Feb 03 2016
In the last post in this series I talked about the origins of my exocortex and a few of the things I do with it. In this post I'm going to dive a little deeper into what my exocortex does for me and how it's laid out.
My agent networks ("scenarios" in the terminology of Huginn) are collections of specialized agents which each carry out one function (like requesting a web page or logging into an XMPP server to send a message). Those agents communicate by sending events to one another; those events take the form of structured, packaged pieces of information that the receiving agent can pick values out of or pass along depending on how it's configured. Below the cut is what one kind of event looks like.
"pretty": "7:00 PM PST on January 10, 2016",
"conditions": "Chance of Rain",
That looks like a king-hell mess of acronyms and numbers but if you take it one line or block (delineated by curly braces) at a time it's pretty easy to puzzle out. The event contains many different kinds of information from the web service the agent queried, all of which is accessible by agents but not all of which needs to be used; you can pick and choose the stuff you need out of the event and ignore the rest. For example, the date the event was received by Huginn can be seen at the very top in several different formats (time_t, the standard parts of a time/date stamp broken into separate pieces, and the time zone in a few different ways) so that you don't have to write code to transform one date/timestamp into a different format, the predicted high and low temperatures in Fahrenheit and Centigrade, projected weather conditions for the day, the wind speed and direction, humidity, and zip code of the city in question. My agent network uses a few elements of these events to build the weather report I read every morning before getting dressed for work. This agent network, called Butterfly In China also monitors the air quality index in the same locations at the same time it pulls the weather forecasts. The AQI projection is filtered through a series of if-then conditionals that determine what AQI message should be merged, if any (none, moderate, unhealthy, hazardous, or dangerous). Then the resulting message is e-mailed to my phone while I'm in the shower so I have some idea of what the weather will be like that day.
After a decidedly anomalous event in 2011 I built a simple but functional agent network called Shake, Rattle, and Roll which monitors the United States Geological Service's tectonic activity surveillance network.
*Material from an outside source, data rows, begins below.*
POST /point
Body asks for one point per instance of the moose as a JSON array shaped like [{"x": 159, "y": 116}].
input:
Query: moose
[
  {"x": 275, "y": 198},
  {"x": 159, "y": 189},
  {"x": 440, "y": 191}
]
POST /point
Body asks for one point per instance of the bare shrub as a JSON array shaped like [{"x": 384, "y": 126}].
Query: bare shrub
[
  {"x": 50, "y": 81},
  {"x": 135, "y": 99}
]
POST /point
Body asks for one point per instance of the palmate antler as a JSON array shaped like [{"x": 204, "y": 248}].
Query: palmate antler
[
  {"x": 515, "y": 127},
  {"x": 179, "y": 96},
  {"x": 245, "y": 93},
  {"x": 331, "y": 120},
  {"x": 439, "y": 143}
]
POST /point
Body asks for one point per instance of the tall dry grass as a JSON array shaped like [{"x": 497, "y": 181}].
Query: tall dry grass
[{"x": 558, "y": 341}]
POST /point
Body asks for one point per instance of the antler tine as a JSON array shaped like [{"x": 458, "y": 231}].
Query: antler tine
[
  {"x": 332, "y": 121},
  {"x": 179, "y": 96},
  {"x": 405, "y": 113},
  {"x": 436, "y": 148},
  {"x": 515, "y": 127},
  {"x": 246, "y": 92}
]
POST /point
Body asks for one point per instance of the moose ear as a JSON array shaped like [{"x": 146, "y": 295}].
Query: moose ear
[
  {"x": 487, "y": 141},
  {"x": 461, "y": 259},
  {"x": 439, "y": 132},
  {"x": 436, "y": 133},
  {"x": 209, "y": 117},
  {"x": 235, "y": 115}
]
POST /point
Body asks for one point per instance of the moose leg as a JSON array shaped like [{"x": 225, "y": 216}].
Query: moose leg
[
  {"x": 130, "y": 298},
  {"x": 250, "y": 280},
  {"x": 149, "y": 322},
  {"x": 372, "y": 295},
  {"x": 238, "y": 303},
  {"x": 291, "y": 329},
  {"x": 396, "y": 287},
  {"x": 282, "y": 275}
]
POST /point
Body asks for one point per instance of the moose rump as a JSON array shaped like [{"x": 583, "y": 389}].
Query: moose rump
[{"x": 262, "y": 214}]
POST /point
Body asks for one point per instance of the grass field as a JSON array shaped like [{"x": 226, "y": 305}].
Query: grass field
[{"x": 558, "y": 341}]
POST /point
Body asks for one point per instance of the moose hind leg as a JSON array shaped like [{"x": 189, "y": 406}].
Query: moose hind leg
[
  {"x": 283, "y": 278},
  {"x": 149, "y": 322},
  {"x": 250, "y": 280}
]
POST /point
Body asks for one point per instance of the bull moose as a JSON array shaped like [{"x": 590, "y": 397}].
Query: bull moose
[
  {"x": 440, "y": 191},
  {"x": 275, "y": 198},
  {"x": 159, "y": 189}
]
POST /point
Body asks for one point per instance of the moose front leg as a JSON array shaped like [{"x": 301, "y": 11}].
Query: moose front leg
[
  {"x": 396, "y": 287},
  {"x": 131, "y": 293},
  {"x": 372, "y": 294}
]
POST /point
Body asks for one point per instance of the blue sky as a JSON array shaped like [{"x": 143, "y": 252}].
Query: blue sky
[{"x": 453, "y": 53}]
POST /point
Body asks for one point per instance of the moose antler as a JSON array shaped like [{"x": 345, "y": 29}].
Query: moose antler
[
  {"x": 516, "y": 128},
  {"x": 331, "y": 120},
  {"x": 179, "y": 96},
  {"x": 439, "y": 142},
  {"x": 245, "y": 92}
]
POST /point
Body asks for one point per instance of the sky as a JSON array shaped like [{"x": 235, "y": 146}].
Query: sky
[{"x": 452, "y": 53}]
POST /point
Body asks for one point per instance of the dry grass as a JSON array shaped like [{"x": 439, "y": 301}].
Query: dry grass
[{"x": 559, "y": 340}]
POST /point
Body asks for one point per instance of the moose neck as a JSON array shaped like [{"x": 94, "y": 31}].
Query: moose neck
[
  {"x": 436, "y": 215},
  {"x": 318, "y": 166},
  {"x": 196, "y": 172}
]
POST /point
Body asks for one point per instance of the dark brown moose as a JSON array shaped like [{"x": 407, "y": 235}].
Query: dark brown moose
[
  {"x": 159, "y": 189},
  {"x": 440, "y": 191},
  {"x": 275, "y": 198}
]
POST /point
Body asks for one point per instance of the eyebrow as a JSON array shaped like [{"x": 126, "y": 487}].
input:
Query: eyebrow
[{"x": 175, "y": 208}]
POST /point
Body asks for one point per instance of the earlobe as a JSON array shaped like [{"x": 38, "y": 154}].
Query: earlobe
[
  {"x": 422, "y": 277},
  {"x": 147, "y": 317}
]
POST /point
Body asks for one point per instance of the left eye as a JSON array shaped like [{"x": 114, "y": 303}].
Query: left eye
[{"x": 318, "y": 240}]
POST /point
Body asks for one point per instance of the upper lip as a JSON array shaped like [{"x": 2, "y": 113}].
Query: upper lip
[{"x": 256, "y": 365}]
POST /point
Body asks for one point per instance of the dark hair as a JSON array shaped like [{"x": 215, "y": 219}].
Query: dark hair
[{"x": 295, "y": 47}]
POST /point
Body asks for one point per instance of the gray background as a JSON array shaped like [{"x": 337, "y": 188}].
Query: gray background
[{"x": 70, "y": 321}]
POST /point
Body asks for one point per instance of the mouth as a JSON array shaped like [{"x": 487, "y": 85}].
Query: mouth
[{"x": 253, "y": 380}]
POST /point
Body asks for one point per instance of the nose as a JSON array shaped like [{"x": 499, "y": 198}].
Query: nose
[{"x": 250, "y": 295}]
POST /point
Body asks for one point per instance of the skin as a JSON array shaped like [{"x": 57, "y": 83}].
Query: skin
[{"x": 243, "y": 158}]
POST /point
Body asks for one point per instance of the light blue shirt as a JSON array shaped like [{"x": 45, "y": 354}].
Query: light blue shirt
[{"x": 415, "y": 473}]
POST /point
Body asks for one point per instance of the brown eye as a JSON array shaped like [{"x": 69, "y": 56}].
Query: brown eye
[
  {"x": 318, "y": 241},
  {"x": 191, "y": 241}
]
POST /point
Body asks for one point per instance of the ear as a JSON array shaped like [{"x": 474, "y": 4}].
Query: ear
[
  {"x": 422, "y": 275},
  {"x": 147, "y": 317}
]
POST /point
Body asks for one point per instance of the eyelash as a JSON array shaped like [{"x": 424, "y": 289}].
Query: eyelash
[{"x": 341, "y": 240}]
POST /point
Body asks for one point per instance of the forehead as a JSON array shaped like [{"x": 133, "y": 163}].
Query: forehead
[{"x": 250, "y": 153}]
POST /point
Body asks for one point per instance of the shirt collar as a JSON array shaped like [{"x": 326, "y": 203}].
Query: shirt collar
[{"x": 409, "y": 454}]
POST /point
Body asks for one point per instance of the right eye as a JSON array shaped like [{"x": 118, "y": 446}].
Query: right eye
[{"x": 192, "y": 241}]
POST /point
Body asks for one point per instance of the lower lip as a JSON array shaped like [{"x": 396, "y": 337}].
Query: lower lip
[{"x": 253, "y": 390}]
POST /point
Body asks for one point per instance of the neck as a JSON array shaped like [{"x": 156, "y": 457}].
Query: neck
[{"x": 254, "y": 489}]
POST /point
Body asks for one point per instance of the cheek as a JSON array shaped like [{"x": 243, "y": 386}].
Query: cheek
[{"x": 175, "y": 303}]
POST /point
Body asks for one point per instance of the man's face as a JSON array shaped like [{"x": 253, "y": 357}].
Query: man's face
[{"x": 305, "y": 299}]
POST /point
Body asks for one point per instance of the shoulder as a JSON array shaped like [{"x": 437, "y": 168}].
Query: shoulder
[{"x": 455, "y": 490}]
Every few minutes, Shake, Rattle, and Roll polls their API service for earthquake activity stronger than a 4.0 on the Richter scale and if a positive event comes back (meaning that an earthquake was detected) it is fed into a Data Formatting Agent which turns the event from the API service into a human-readable message suitable for transmission through one or more instant messaging services. I've found it useful to extend Shake, Rattle, and Roll to monitor other geographic locations but, as it is now it makes a good example of a relatively simple agent network and demonstration of interfacing with a public web API service.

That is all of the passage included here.